According to Citizen Lab of University of Toronto, "This malware is designed to evade forensic analysis, avoid detection by anti-virus software, and can be deactivated and removed by operators remotely."

What to do when infected with Pegasus? 

According to many expert specialist and analyst the only way to get rid of the spyware completely is to get a new device that is get rid of the old one ASAP.

Make sure that in the new device all the installed apps are up-to-date and have the latest software version.

Citizen Lab has reported that even a Factory Data Reset is not able to get rid of the malware. It continues to let the predator access the online accounts even after the device is malware free.

To guarantee the safety of the online accounts, change all the passwords of the cloud-based applications and services, which was previously being used on the malware contaminated phone.
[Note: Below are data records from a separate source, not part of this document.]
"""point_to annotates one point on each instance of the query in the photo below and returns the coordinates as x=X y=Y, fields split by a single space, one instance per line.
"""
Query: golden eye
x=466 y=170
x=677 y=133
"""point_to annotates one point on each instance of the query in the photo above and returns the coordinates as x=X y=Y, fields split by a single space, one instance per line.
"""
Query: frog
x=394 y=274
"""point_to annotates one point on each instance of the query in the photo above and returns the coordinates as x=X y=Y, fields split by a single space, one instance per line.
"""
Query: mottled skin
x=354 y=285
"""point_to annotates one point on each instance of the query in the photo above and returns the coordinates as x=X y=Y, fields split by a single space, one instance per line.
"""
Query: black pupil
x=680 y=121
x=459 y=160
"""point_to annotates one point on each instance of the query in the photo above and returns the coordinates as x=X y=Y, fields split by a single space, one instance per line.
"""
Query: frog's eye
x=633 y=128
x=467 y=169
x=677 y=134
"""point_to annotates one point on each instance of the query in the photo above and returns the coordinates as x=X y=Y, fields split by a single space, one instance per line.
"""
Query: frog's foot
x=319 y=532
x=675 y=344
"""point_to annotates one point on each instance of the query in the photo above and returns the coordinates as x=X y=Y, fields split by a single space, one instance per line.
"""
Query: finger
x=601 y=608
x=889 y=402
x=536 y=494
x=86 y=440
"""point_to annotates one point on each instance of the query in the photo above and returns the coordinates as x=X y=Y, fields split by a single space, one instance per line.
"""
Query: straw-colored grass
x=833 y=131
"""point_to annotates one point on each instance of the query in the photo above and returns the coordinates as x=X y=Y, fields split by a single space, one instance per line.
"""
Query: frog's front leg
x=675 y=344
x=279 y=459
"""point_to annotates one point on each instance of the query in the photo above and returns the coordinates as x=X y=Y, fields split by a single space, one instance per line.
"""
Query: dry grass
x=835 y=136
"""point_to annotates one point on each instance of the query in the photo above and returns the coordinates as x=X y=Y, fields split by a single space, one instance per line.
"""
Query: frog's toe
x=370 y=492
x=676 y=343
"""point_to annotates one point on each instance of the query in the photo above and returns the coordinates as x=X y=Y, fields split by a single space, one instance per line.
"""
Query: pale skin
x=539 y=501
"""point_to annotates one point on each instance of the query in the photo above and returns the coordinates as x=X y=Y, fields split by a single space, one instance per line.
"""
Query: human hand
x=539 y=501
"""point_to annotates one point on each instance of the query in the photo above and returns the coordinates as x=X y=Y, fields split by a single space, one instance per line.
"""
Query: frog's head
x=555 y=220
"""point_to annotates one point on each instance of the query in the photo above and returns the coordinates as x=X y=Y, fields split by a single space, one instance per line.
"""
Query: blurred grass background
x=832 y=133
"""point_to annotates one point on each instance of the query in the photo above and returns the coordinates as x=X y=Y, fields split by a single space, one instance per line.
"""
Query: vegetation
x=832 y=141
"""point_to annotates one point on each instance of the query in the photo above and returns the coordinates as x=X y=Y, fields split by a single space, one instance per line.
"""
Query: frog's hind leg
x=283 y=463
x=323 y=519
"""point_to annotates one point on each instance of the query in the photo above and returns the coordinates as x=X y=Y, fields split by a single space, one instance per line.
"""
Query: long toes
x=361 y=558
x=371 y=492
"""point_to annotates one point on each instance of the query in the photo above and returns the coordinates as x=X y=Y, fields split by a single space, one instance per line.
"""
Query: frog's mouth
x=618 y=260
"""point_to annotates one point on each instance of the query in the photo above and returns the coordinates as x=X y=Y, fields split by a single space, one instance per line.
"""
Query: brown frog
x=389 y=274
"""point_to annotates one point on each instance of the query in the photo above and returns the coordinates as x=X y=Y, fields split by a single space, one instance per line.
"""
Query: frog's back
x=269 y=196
Is the malware a worry to all?

As already stated this spyware is pretty sophisticated therefore, not everybody needs to worry because Pegasus is a targeted surveillance tool. It is quiet hefty on one's pocket (millions of dollars), in addition to an expertise handling and is most likely to be used only by big organisations and governments. In other words, Pegasus like software that is target specific is generally used against journalists, lawyers, top business leaders, politicians, and people who might have access to top-secret information.

If you don’t belong to this crowd, chances are you or your phone will not come across this malware.